Politics Has Always Outranked Science at Yucca Mountain
Politics drove this mistaken plan from its inception.
The June 8 editorial “Radioactive politics,” about the long-running battle over what to do with America’s nuclear waste, concluded that it was politics, not science, that prompted President Obama to cancel the proposed national disposal site for highly radioactive spent nuclear fuel at the Energy Department’s Yucca Mountain site in Nevada.
But politics drove this mistaken plan’s inception. By picking Yucca Mountain in 1987, Congress scrapped the principle of regional equity, essential to the passage of the 1982 Nuclear Waste Policy Act. Fierce opposition to disposal sites in the states where most of the nation’s 104 reactors are located resulted in a choice that had more to do with political convenience than scientific merit.

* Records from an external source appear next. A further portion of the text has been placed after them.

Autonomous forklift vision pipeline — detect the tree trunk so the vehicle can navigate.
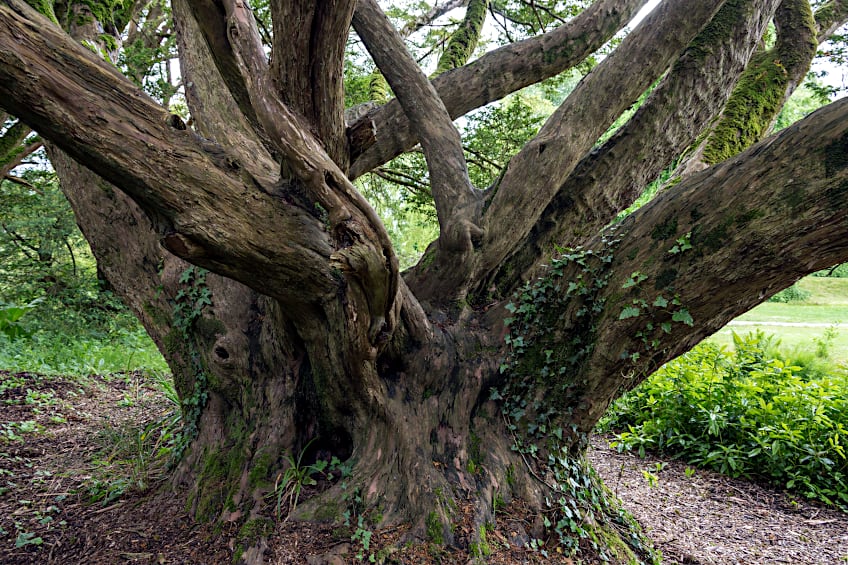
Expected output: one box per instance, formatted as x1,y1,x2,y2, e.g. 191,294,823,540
0,0,848,560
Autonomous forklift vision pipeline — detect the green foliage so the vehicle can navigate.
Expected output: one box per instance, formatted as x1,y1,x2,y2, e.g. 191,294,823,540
169,266,212,452
769,284,812,304
600,332,848,509
813,263,848,279
84,373,182,505
268,438,344,522
0,298,39,341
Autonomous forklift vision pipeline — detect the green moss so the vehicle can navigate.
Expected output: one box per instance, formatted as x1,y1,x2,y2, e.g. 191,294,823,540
703,1,817,165
824,135,848,177
736,208,765,226
678,0,750,64
97,33,118,51
368,69,389,104
468,526,492,559
654,269,677,290
425,511,445,545
195,446,246,522
247,450,277,487
825,181,848,211
194,316,227,341
651,216,677,240
82,0,133,29
26,0,59,25
238,518,274,544
434,0,489,75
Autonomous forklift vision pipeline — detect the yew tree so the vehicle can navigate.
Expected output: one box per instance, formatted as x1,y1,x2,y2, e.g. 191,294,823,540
0,0,848,560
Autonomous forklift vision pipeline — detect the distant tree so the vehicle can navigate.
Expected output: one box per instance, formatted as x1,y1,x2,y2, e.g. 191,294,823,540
0,0,848,560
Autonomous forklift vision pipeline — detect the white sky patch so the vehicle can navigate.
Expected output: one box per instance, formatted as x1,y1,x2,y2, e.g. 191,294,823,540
628,0,662,29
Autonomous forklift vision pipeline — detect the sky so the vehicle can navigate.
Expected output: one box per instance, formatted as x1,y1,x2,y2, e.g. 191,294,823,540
630,0,848,99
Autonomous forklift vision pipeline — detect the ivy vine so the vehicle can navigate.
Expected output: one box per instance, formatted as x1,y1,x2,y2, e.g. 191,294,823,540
491,228,656,561
172,266,212,459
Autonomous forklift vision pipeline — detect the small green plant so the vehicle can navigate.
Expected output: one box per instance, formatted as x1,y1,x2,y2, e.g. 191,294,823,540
0,298,42,340
269,438,329,522
350,515,376,563
769,284,812,303
599,331,848,510
642,469,660,488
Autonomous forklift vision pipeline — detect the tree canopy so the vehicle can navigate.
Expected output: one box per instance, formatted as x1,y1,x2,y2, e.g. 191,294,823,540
0,0,848,561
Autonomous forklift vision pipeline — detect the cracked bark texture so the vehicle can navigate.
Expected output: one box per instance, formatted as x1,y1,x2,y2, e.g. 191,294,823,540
0,0,848,561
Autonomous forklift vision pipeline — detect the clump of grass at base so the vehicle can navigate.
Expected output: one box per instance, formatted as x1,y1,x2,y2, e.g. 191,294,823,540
599,331,848,511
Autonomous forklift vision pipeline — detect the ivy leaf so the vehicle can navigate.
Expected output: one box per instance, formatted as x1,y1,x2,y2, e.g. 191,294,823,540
671,308,695,326
618,306,639,320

Even if Yucca Mountain were to open today, by the time it accommodated all the spent nuclear fuel now housed in unsafe conditions at reactors across the country, a comparable amount of highly radioactive waste would be stockpiled at crowded and vulnerable spent fuel pools at 51 sites. The safe and secure storage of nuclear spent fuel in dry, hardened casks should have a higher priority than pursuing the quest, now in its 55th year, to find a dump for the largest concentrations of radioactivity on the planet.
Robert Alvarez, Takoma Park
The writer, a senior scholar at the Institute for Policy Studies, was a senior policy adviser to the energy secretary from 1993 to 1999.